Everybody loved the place. Except me.

Back then I wrote that “in the calculus of taste Castagna too often comes up short.” It wasn’t that I didn’t like the food. I also wrote of a “heavenly” soup, raved about the salmon carpaccio, and was “blown away” by “absolutely perfect” fried zucchini. But those high notes were drowned out by a tendency to underseason. Too much of the high-priced fare came off as bland.

Six years later, it still does.

I’ll admit that my palate is jaded. That whole blessing and curse dichotomy becomes all too real when you eat out a lot, and I’ve found that as my basis for comparison grows my tolerance for things that don’t taste right shrinks. I also know that we humans, aside from being fickle and inconsistent, come equipped with varying abilities to perceive flavors. Toss in a host of other physical and psychological factors, and it’s a small wonder that we ever agree about anything we eat.

So take this with a grain of salt. Or better yet, shake a little on the food at Castagna, because it’s still bland.

A dinner in the austere, serene dining room started out fine. The agnolotti, small sheets of fresh pasta folded over a leek and goat cheese stuffing, were meltingly tender. Trio, a sort of composed salad, appears as a frizzled tangle of sweet, crispy fried parsnips, roasted beet sticks in a sharp sherry vinaigrette to cut the earthiness, and shoestring carrots spiked with cumin and not a small hit of red pepper fire. It was one of the best things I’d eaten in a long time.

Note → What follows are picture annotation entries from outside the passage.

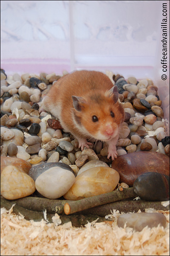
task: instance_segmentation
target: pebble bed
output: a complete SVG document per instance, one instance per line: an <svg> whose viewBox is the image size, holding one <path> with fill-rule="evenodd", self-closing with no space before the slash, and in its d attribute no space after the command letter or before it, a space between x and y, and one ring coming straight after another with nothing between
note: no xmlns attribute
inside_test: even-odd
<svg viewBox="0 0 170 256"><path fill-rule="evenodd" d="M63 130L58 121L50 113L40 113L42 99L60 77L54 73L7 76L1 70L0 152L1 156L17 157L27 161L31 169L46 163L62 163L69 166L70 169L67 172L71 186L75 177L82 172L79 174L79 170L88 162L102 161L97 166L103 168L103 165L106 165L107 168L111 167L112 161L107 159L108 148L104 143L97 141L90 148L81 151L76 140ZM117 145L118 156L148 151L159 152L169 157L170 138L166 133L157 87L150 79L138 81L131 77L125 80L122 76L113 74L111 79L118 87L119 99L125 113ZM52 173L53 168L50 167ZM57 168L59 173L60 167ZM40 180L37 187L42 186ZM118 183L118 187L128 186ZM67 188L68 191L70 188ZM55 198L67 192L59 193ZM43 192L41 195L52 198Z"/></svg>

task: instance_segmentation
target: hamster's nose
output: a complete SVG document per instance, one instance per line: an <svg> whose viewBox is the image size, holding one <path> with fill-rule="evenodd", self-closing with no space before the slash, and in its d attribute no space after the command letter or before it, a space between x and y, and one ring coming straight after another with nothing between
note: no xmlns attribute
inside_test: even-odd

But then came the rack of lamb. My favorite cut of red meat, a well-roasted rack compels me to pick up each little chop, dispatch the tiny medallion with a couple of quick bites, and gnaw the crisp bits of fat and darkened seasoning off the bone. The lamb at Castagna did not have that affect.

A sauteed flounder filet was okay, too, but it came “with artichoke, salsify, cippoline, scallion, Oregon white truffle, and potato-leek potage,” and all that sort of got in the way.

Another meal in the adjacent Cafe Castagna went pretty much the same. Loved the arancini, rabbit rillettes (especially the pickled cherries), and a pizza. Had to ask for salt for the burger, ditto for the steak, two items that should’ve been pretty heavily salted before they were cooked
Everybody still, though, seems to love Castagna. At least they’re consistent.